In a 267-159 vote—including support from 28 Democrats—House members approved a bill that Rep. Charles Boustany (R-La.), a physician, introduced a year ago. Called the Fiscal Responsibility and Retirement Security Act of 2011, the bill overturns the CLASS Act, a voluntary, public-supported long-term-care insurance program. CLASS was the subject of much debate on Capitol Hill throughout 2011, and HHS suspended the program last fall. Boustany’s bill serves the purpose of preventing the program from resurfacing.
“Nobody believed that it had any real merit when it was passed,” Rep. Tom Price (R-Ga.), a physician, said prior to the vote. “It was passed as a partial pay-for for the president’s health care bill.
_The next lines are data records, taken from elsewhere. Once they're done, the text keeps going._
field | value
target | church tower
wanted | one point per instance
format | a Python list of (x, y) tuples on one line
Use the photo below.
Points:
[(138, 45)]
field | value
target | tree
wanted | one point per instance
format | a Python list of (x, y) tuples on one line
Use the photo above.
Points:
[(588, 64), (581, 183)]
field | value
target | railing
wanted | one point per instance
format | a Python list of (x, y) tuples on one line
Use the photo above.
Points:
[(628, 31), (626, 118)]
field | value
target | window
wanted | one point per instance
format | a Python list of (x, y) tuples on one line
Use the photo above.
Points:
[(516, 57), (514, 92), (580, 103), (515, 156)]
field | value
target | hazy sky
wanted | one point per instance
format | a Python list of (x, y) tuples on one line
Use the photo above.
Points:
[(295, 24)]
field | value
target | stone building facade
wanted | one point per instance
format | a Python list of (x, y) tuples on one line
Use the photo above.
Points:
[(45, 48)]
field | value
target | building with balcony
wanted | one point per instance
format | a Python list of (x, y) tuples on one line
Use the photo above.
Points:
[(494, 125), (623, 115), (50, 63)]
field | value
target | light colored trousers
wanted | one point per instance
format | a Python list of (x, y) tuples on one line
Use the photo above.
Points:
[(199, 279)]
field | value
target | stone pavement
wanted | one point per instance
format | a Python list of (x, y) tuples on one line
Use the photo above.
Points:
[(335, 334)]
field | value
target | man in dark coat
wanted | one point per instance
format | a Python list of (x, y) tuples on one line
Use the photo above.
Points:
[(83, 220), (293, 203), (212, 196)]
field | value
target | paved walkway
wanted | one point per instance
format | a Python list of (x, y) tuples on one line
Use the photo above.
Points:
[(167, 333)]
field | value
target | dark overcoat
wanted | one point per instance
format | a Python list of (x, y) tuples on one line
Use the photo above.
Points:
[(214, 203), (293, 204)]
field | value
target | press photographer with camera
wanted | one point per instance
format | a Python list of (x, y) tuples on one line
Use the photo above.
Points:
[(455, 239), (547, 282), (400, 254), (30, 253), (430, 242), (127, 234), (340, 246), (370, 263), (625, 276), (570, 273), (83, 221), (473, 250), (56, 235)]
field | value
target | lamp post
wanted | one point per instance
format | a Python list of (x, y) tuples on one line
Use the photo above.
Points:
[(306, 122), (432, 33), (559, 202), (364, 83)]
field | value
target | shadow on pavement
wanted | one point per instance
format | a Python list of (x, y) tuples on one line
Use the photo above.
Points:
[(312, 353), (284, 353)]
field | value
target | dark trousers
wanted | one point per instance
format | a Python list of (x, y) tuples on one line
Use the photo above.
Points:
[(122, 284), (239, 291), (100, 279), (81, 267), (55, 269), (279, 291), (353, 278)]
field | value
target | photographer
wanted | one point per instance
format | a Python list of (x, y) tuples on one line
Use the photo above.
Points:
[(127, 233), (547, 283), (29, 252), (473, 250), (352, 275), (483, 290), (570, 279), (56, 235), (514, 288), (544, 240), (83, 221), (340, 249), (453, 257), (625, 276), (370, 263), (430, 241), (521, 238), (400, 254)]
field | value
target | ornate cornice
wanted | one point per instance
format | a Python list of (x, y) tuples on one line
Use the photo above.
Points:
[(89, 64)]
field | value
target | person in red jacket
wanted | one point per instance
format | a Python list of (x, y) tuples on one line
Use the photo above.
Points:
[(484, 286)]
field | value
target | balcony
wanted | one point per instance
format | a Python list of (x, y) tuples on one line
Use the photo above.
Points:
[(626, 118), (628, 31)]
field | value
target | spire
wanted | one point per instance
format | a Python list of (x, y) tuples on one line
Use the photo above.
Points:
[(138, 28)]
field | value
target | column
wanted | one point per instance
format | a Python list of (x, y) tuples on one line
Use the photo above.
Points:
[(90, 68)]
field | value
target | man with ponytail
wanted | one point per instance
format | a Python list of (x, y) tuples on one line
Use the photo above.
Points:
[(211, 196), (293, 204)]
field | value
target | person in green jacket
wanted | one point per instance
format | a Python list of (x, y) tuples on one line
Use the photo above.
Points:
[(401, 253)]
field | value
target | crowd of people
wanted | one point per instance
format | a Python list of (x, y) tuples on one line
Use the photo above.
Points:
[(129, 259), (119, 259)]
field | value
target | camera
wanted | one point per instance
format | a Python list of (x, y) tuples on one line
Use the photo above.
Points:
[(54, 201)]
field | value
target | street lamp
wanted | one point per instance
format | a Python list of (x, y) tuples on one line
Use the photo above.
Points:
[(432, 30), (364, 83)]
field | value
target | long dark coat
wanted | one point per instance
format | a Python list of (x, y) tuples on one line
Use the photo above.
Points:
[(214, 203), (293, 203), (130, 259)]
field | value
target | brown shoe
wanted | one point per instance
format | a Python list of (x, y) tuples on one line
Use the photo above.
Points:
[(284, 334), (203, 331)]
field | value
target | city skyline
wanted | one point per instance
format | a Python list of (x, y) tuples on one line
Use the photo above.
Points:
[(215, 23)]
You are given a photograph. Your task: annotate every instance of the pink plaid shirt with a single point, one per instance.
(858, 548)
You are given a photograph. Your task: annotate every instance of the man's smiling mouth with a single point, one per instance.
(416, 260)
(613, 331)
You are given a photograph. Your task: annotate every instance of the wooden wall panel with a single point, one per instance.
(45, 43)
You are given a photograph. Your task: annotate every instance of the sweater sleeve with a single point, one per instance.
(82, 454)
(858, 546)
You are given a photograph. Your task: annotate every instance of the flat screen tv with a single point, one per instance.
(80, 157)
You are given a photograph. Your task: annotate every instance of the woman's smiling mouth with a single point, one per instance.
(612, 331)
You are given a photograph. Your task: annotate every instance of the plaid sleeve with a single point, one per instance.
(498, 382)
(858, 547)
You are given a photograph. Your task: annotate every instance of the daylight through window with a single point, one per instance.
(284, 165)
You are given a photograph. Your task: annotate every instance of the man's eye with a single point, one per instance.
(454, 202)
So it’s another portion of that bill that ought to come crashing down,” he said, adding that he finds it “peculiar” to hear those who support CLASS say that it doesn’t work, but also say they want to keep it. “That’s a disconnect.”
According to Price, the CLASS program precludes the ability of patients, families and their physicians to decide what long-term care is for seniors or anyone who needs long-term services. “It inserts the federal government in a way that makes it much more difficult for choices to be realized,” Price said. “And that’s wrong.”
In a written statement, House Speaker John Boehner (R-Ohio) praised the bill’s passage and reiterated his position that the Patient Protection and Affordable Care Act is making it harder for small businesses to hire new workers and provide insurance for their employees.
“The Democrats running Washington used the CLASS Act to mask the true cost of their government takeover of health care, but even the administration now admits CLASS is ‘unsustainable,'” Boehner’s statement said. “The entire health care law—with its maze of red tape, mandates, and tax hikes—is unsustainable. The Senate should follow the House’s lead, scrap the law, and work with us to enact reforms that will actually lower health care costs without hurting small businesses and jeopardizing coverage for families.”